Hours later, as darkness settled outside our window, I asked again if we should take my son to the hospital. This time Benson replied that yes, it was time. I urged them to let me call a driver so they could go. I worried about their journey home late at night through the insecure streets of Nairobi. But again they rejected my appeal. In a flurry, we gathered necessary items. Mama Karau stayed with my youngest child, Lily, age 2, whom I was in process to adopt. We carried Jacob to Pastor Karau’s car with my two younger boys trailing behind.
All through the check-in process, emergency room evaluation, diagnosis of bacterial infection, and anti-biotic injection, Benson and Pastor held our hands. In a foreign country, half-a-world away from loved ones and familiar culture, we were far from alone.
In the middle of the night, the doctor released us with assurance that all would be well. Benson and Pastor Karau helped me load my sleepy children into the car. We drove back to our month-to-month rental apartment. I feared for their drive home through more sinister neighborhoods.
About ten hours after Benson and the Karaus first appeared at my front door, I wearily stepped over the same threshold. I expected to find Mama asleep on my couch. But the living room was empty. I called her name and followed her reply into the bathroom, where, in disbelief, I tried to absorb the sight of her wringing out the last garments from a full load of our laundry in the bathtub.

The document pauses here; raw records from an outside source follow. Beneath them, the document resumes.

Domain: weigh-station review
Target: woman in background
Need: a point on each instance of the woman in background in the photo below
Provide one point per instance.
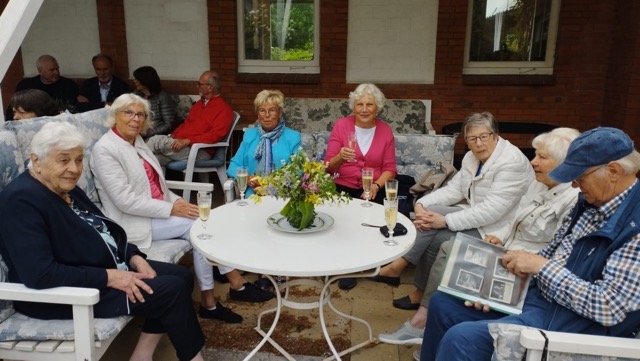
(162, 104)
(269, 143)
(375, 148)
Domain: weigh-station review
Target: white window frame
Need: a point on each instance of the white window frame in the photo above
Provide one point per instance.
(278, 66)
(514, 67)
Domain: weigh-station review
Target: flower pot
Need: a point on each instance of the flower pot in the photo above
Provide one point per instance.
(300, 214)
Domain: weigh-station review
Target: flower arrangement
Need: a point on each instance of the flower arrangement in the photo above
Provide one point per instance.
(305, 183)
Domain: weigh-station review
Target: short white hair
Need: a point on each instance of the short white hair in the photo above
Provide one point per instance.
(556, 142)
(55, 136)
(125, 100)
(367, 89)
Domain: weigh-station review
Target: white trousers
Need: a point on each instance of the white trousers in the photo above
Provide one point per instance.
(179, 227)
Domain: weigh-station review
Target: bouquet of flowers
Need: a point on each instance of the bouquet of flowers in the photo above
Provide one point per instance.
(305, 183)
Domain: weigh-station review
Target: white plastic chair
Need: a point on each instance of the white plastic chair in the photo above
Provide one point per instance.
(578, 344)
(216, 164)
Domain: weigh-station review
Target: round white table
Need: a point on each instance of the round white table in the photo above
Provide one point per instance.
(243, 239)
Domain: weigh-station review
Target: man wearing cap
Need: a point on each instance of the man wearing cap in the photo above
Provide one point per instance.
(587, 280)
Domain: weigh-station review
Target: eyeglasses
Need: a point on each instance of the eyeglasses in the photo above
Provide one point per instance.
(130, 114)
(270, 111)
(483, 138)
(580, 179)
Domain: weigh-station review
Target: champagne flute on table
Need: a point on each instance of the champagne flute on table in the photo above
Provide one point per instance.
(367, 181)
(204, 207)
(391, 189)
(242, 173)
(351, 143)
(391, 218)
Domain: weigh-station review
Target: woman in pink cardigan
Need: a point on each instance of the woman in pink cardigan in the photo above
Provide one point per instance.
(375, 149)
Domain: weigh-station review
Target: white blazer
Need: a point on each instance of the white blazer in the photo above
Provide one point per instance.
(123, 186)
(490, 199)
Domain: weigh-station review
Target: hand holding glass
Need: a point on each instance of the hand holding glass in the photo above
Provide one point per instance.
(242, 173)
(351, 143)
(391, 218)
(391, 188)
(367, 181)
(204, 207)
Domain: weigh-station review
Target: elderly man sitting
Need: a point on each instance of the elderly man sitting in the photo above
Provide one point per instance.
(586, 280)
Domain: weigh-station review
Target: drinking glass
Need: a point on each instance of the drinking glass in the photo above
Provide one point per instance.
(351, 143)
(242, 173)
(391, 218)
(391, 189)
(204, 207)
(367, 181)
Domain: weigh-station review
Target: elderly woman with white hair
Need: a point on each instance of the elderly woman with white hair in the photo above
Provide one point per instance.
(539, 215)
(134, 193)
(374, 148)
(52, 235)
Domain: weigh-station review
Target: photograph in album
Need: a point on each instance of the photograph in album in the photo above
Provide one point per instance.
(474, 272)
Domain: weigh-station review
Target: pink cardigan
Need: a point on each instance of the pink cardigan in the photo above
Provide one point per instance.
(381, 155)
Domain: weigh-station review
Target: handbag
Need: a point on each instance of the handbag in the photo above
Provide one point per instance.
(433, 179)
(398, 230)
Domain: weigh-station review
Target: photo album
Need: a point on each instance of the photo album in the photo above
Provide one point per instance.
(474, 272)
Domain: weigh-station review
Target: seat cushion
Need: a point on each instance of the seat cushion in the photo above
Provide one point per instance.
(20, 327)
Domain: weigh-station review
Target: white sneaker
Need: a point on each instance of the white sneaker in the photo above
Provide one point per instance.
(405, 335)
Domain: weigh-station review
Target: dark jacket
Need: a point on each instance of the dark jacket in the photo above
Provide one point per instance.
(163, 113)
(45, 244)
(587, 261)
(91, 90)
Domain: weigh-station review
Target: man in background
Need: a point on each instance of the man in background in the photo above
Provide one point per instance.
(102, 89)
(64, 91)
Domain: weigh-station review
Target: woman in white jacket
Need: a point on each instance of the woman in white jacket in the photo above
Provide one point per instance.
(134, 193)
(480, 199)
(538, 217)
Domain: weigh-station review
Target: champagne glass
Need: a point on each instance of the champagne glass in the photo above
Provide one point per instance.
(351, 143)
(391, 218)
(367, 181)
(204, 207)
(391, 189)
(242, 173)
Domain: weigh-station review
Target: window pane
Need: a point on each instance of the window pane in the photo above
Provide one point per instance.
(279, 30)
(509, 30)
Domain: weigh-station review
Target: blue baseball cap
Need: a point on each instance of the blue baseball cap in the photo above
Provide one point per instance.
(592, 148)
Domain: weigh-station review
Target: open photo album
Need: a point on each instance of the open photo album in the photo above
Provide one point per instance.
(474, 272)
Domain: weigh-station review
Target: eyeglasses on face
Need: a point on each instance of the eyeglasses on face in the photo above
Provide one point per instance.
(270, 111)
(580, 179)
(483, 138)
(130, 114)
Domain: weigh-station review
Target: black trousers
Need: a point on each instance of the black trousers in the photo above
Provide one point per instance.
(170, 309)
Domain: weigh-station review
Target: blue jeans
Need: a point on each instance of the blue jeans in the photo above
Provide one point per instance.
(457, 332)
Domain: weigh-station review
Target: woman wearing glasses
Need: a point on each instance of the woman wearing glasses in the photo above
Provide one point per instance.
(134, 193)
(268, 144)
(479, 200)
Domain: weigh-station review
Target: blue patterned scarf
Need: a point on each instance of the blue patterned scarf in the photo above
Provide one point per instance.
(263, 150)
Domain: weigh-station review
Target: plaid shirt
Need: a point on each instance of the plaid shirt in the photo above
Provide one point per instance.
(606, 301)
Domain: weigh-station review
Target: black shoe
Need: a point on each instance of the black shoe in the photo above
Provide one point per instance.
(220, 313)
(391, 281)
(347, 283)
(251, 293)
(218, 276)
(405, 303)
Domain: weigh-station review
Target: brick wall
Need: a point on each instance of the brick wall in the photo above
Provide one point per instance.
(595, 80)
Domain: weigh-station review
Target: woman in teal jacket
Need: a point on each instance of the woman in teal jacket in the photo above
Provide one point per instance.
(267, 145)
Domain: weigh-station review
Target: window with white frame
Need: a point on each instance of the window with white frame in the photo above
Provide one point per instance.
(511, 37)
(278, 36)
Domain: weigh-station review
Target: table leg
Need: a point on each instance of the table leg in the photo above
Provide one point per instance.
(336, 354)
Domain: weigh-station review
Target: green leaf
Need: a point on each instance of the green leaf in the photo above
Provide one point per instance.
(306, 209)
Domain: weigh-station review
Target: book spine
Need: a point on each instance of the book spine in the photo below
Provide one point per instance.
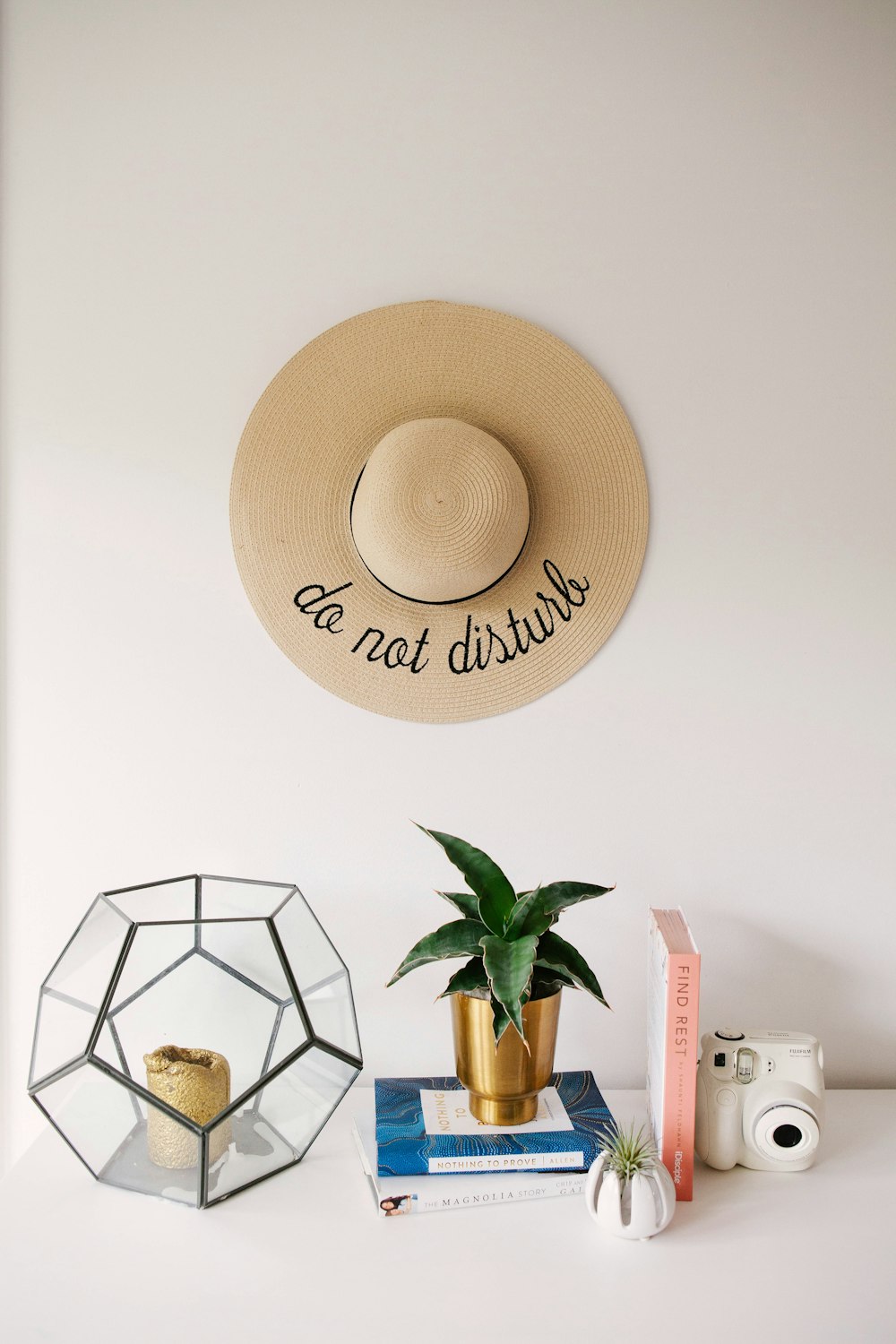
(487, 1193)
(497, 1193)
(506, 1163)
(680, 1082)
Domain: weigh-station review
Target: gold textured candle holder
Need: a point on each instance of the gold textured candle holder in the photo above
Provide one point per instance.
(195, 1082)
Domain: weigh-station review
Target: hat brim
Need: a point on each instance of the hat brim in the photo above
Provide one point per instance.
(306, 446)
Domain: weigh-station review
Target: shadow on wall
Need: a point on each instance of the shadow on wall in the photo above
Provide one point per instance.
(753, 978)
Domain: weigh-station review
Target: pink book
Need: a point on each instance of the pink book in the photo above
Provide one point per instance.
(673, 1042)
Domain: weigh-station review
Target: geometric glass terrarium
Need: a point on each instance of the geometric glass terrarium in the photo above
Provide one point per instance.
(195, 1037)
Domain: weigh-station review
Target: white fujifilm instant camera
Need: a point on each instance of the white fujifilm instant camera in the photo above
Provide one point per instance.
(761, 1099)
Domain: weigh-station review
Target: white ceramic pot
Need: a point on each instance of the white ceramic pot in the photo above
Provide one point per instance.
(634, 1209)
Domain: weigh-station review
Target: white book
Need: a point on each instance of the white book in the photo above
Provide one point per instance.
(394, 1195)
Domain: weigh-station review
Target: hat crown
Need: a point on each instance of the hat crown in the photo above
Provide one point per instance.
(441, 511)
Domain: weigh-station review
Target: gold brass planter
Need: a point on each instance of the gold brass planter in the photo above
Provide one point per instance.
(504, 1083)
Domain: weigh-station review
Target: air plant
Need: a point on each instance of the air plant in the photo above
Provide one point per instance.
(627, 1153)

Tears flooded my eyes as I glanced from her act of sacrificial love, back down the hallway to Pastor Karau and Benson with my children. I saw true friends who embodied mercy, who stayed near to a foreigner through the long vulnerable watches of the afternoon, evening, and night.
Through tears of gratitude, I saw Jesus.
5 thoughts on “A Scary Day in Kenya”
So scary. And so beautiful! Thank you for the inspirational powerful messages you continually give to the world.
Such a beautiful story in all it’s grief and worries – and such beautiful friends to have. If only all people where like doctor Benson, pastor Karau and mama Karau, it would be so much more peace in the world. I hope your son is all well again.
Thank you for taking the time to read and comment, Otto! I eagerly read all of your posts and feel honored by your encouragement. Yes, indeed, my Kenyan friends are very dear and it’s been a joy to grow in our friendships since the day I described in this post. My son improved rapidly after the story left off, and is a healthy strapping 16 year old now. He was baptized by Pastor Karau at age 11 and continues to look up to him as a mentor.
I am glad he is all well – and grown so many years since then. I take you might not be in Kenya any more?
I am back in Colorado with my husband and our four kids (two adopted from Kenya) but Kenya is always in my heart.
Thanks again for your critique of my photo – I haven’t had formal photography training since undergrad studies a couple decades ago (before digital), so even just that one critique gives me so much to go on to try to grow and improve. If you ever do a workshop in CO, be sure to let me know!